PC.53 Concentrated parenteral nutrition solutions and central venous catheter complications in preterm infants

    loading  Checking for direct PDF access through Ovid



The Standardised, Concentrated with Added Macronutrients Parenteral (SCAMP) nutrition regimen is a method of hyperalimentation shown to improve early head growth in very preterm infants.1 It is possible that increasing the osmolality and lipid/glucose content of neonatal parenteral nutrition (PN) may reduce central venous catheter (CVC) life and/or increases late-onset sepsis (LOS; >72 h) sepsis rates.2 We aimed to compare line life and LOS rates in VPI randomised to receive SCAMP or control PN.


Control PN was started at birth and infants (<29 weeks, <1200 g) randomised (d2–5) to switch to SCAMP or remain on control PN. CVC, blood culture (BC) and C-reactive protein (CRP) data were collected d1–28.

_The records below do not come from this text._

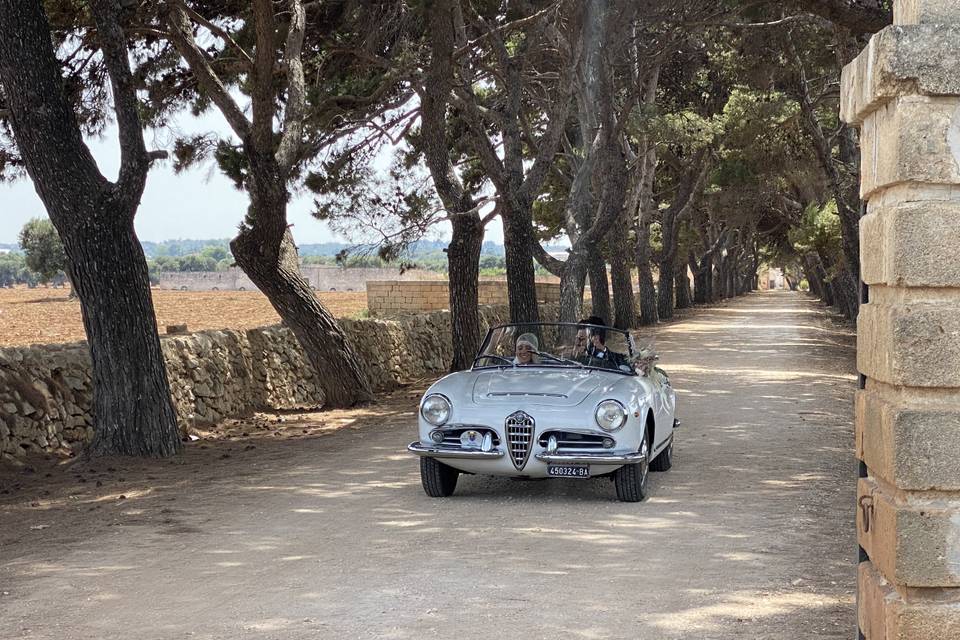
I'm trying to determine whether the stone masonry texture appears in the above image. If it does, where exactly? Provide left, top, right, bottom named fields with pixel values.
left=0, top=307, right=556, bottom=457
left=840, top=0, right=960, bottom=640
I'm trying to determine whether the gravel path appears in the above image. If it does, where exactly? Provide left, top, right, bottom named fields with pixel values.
left=0, top=293, right=856, bottom=640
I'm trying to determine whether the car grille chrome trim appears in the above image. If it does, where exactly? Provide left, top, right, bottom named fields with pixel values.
left=504, top=411, right=536, bottom=471
left=538, top=430, right=612, bottom=449
left=487, top=391, right=567, bottom=398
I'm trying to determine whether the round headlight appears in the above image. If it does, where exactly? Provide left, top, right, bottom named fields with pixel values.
left=595, top=400, right=627, bottom=431
left=420, top=394, right=450, bottom=427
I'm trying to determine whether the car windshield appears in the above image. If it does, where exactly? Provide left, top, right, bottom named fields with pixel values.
left=473, top=322, right=638, bottom=375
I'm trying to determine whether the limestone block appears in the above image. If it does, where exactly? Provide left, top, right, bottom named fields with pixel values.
left=860, top=200, right=960, bottom=287
left=856, top=389, right=960, bottom=491
left=857, top=301, right=960, bottom=387
left=857, top=562, right=960, bottom=640
left=860, top=97, right=960, bottom=199
left=893, top=0, right=960, bottom=25
left=840, top=25, right=960, bottom=124
left=857, top=478, right=960, bottom=587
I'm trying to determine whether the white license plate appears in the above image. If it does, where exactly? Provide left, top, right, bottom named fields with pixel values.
left=547, top=464, right=590, bottom=478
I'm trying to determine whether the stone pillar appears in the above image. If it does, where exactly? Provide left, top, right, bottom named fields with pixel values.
left=841, top=0, right=960, bottom=640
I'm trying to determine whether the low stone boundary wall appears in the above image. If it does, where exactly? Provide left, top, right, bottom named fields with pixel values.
left=0, top=307, right=540, bottom=457
left=367, top=280, right=560, bottom=317
left=158, top=265, right=446, bottom=291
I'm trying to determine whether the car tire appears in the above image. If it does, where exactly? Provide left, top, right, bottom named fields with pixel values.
left=420, top=458, right=460, bottom=498
left=613, top=434, right=650, bottom=502
left=650, top=436, right=673, bottom=472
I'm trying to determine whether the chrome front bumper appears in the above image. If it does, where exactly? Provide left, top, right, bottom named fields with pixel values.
left=407, top=442, right=503, bottom=460
left=533, top=452, right=644, bottom=464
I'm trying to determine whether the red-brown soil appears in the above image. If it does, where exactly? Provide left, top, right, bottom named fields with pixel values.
left=0, top=287, right=367, bottom=347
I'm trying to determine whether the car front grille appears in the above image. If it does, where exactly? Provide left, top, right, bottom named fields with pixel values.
left=505, top=411, right=535, bottom=469
left=539, top=431, right=609, bottom=451
left=441, top=426, right=500, bottom=447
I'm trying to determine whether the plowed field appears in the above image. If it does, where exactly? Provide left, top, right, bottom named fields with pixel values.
left=0, top=287, right=367, bottom=346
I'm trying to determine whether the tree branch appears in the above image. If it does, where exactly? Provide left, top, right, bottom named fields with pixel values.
left=776, top=0, right=893, bottom=34
left=177, top=0, right=253, bottom=67
left=276, top=0, right=307, bottom=174
left=90, top=0, right=150, bottom=206
left=251, top=0, right=277, bottom=153
left=165, top=2, right=250, bottom=140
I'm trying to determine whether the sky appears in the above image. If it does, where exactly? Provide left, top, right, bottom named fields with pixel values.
left=0, top=106, right=503, bottom=244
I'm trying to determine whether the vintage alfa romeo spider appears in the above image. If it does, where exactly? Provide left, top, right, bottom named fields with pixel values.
left=407, top=323, right=678, bottom=502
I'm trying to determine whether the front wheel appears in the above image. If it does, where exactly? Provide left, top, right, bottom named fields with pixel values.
left=613, top=434, right=650, bottom=502
left=420, top=458, right=460, bottom=498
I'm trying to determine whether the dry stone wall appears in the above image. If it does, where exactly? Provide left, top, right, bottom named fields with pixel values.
left=367, top=280, right=560, bottom=317
left=0, top=307, right=532, bottom=457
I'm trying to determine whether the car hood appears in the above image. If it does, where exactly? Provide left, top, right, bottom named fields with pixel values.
left=473, top=367, right=604, bottom=407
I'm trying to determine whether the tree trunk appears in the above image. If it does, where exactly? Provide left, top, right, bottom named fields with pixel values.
left=230, top=148, right=373, bottom=407
left=657, top=259, right=677, bottom=319
left=607, top=221, right=637, bottom=329
left=0, top=0, right=182, bottom=456
left=588, top=247, right=611, bottom=322
left=558, top=246, right=597, bottom=322
left=74, top=218, right=181, bottom=456
left=637, top=260, right=660, bottom=326
left=447, top=216, right=483, bottom=371
left=675, top=265, right=690, bottom=309
left=693, top=254, right=713, bottom=304
left=418, top=2, right=483, bottom=371
left=503, top=207, right=540, bottom=323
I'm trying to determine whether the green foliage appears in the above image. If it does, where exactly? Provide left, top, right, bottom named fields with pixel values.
left=788, top=199, right=843, bottom=272
left=0, top=253, right=37, bottom=287
left=19, top=218, right=67, bottom=283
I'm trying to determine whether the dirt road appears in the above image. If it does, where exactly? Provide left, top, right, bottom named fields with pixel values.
left=0, top=293, right=856, bottom=640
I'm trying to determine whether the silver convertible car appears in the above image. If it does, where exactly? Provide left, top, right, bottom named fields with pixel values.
left=407, top=323, right=678, bottom=502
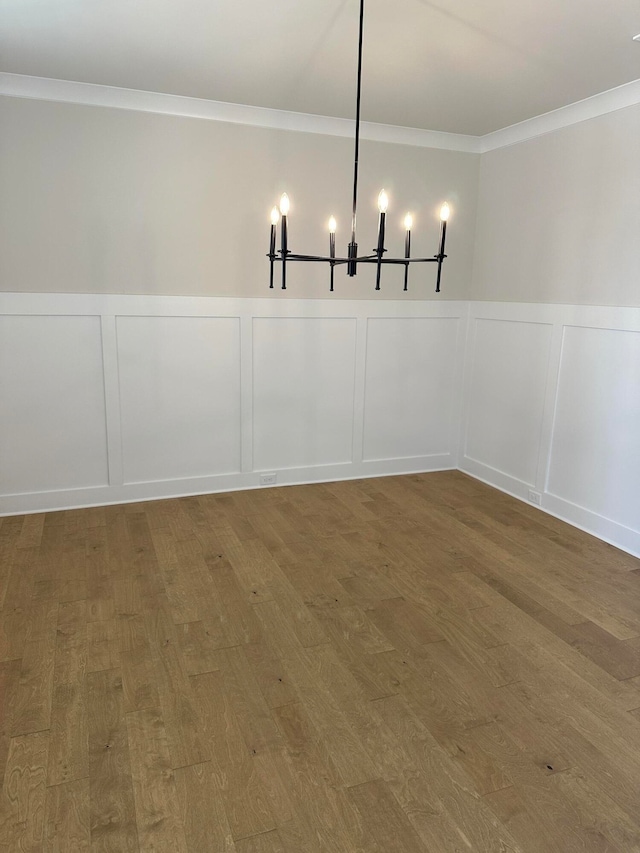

Infants were randomised to SCAMP (n = 74) and control (n = 76) groups respectively. Survival curve analysis revealed no differences in line life between groups. The CVC-associated infection rates (per 1000 CVC days) were 18.5 (SCAMP) and 23.9 (control). There were no differences in CVC use/type or duration or in positive/negative BC with/without associated CRP rise in SCAMP versus control groups.


Increasing the macronutrient content of a standardised concentrated neonatal PN regimen does not increase CVC complication rates.